Women who do not show the anger they feel could be making a deadly mistake, a Michigan researcher says.
A survey of 372 women and 324 men found that women who habitually suppress high levels of anger are three times more likely to die than those who do not, although the same is not true for men, Mara Julius of the University of Michigan School of Public Health said Sunday.During an 18-year period, women in Julius' study who scored high on a scale of suppressed anger had triple the death rate of those who scored low, she told a meeting of the Gerontological Society of America.
Among men, however, anger suppression appeared to play a role in mortality rates only for those who had high blood pressure or chronic bronchial conditions, she said.
Men with systolic blood pressure of 140 and above who tended not to show their anger had twice the death rate of those with high blood pressure but low suppressed anger scores, Julius found. Men with bronchial conditions and high suppressed anger also had double the mortality risk.
The study also discovered that men with a high degree of suppressed anger but low blood pressure were four times less likely to die than those who were both angry and did not show it and had high blood pressure. Julius said that indicates anger itself does not appear to be a mortality risk for men.

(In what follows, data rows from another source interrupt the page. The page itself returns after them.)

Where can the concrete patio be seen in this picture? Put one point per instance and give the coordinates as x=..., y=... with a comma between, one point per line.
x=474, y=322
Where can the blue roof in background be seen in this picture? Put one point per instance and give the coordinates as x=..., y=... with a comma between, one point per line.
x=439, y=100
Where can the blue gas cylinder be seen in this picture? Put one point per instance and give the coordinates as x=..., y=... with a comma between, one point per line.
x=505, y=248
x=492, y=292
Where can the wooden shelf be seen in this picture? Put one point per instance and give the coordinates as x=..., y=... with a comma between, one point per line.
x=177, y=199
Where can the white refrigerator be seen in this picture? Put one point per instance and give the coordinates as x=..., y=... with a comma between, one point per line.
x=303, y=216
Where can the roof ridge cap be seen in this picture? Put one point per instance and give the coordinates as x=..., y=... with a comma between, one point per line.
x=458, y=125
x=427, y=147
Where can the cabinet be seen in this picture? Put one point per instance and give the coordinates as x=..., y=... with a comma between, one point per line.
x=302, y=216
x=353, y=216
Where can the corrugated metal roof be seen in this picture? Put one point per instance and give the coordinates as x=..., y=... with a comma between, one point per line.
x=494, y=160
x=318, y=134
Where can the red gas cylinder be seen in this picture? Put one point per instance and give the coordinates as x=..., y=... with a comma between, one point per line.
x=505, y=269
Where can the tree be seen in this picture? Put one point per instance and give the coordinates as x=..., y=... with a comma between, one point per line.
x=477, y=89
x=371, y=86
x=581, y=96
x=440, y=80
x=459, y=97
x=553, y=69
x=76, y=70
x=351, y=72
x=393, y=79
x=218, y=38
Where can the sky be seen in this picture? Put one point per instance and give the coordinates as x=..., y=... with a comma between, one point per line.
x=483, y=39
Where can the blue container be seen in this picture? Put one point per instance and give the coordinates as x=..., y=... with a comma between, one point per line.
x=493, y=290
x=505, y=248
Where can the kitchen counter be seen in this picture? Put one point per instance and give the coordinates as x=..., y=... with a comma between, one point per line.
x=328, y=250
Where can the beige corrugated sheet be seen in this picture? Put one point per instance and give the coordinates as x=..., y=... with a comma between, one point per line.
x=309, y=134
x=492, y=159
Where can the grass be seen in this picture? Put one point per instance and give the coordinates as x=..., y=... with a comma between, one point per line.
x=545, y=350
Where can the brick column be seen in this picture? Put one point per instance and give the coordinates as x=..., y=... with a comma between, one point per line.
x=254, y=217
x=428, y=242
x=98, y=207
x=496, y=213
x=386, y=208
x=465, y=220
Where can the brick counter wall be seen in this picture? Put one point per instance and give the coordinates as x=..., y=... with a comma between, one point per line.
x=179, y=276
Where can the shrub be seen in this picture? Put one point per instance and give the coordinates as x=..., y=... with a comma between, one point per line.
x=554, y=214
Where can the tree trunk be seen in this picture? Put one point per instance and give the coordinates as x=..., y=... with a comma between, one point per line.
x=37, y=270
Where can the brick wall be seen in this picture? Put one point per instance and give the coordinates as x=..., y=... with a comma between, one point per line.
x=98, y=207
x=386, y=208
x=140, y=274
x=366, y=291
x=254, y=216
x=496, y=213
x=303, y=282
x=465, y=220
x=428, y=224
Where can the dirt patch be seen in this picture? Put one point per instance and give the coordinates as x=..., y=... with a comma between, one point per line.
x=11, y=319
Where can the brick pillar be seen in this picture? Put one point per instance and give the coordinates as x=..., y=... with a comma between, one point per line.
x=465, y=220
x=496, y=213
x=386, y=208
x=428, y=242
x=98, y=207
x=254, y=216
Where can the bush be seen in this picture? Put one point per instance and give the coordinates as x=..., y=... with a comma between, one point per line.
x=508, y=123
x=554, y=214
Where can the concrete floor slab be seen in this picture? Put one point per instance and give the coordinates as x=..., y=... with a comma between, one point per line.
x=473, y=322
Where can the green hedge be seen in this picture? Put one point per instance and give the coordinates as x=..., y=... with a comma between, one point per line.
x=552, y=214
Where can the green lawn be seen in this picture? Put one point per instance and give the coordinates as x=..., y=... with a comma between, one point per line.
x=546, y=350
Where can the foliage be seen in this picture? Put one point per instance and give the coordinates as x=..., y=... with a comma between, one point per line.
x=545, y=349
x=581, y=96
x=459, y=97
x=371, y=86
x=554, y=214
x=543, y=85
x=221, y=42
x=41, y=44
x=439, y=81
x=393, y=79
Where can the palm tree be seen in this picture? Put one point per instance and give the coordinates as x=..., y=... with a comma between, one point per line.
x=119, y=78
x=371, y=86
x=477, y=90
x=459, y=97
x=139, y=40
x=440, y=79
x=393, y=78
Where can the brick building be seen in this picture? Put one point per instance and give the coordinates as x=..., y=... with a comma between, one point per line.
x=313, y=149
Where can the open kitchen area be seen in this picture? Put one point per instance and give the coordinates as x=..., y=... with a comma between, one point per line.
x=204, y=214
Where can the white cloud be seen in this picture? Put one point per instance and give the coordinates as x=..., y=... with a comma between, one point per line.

Those in the study ranged in age between 30 and 69 in 1971. Julius tracked their mortality rates through 1989, adjusting for age, weight, blood pressure, the condition of their lungs and bronchial passages, education and smoking habits. During the study period, 17.3 percent of the men and 9.4 percent of women died.
To determine the levels of their anger and how they showed it, Julius asked the study participants to describe how angry they would feel if their spouses yelled at them for something they did not do or if a policeman did the same thing. They also were asked to choose a phrase describing how vigorously they would protest.
Julius found that about 40 percent of each sex was likely to react by trying not to show anger. However, "men were more likely to report suppressing anger in the marital confrontation while women were more likely to report suppressing anger in the policeman confrontation," she said.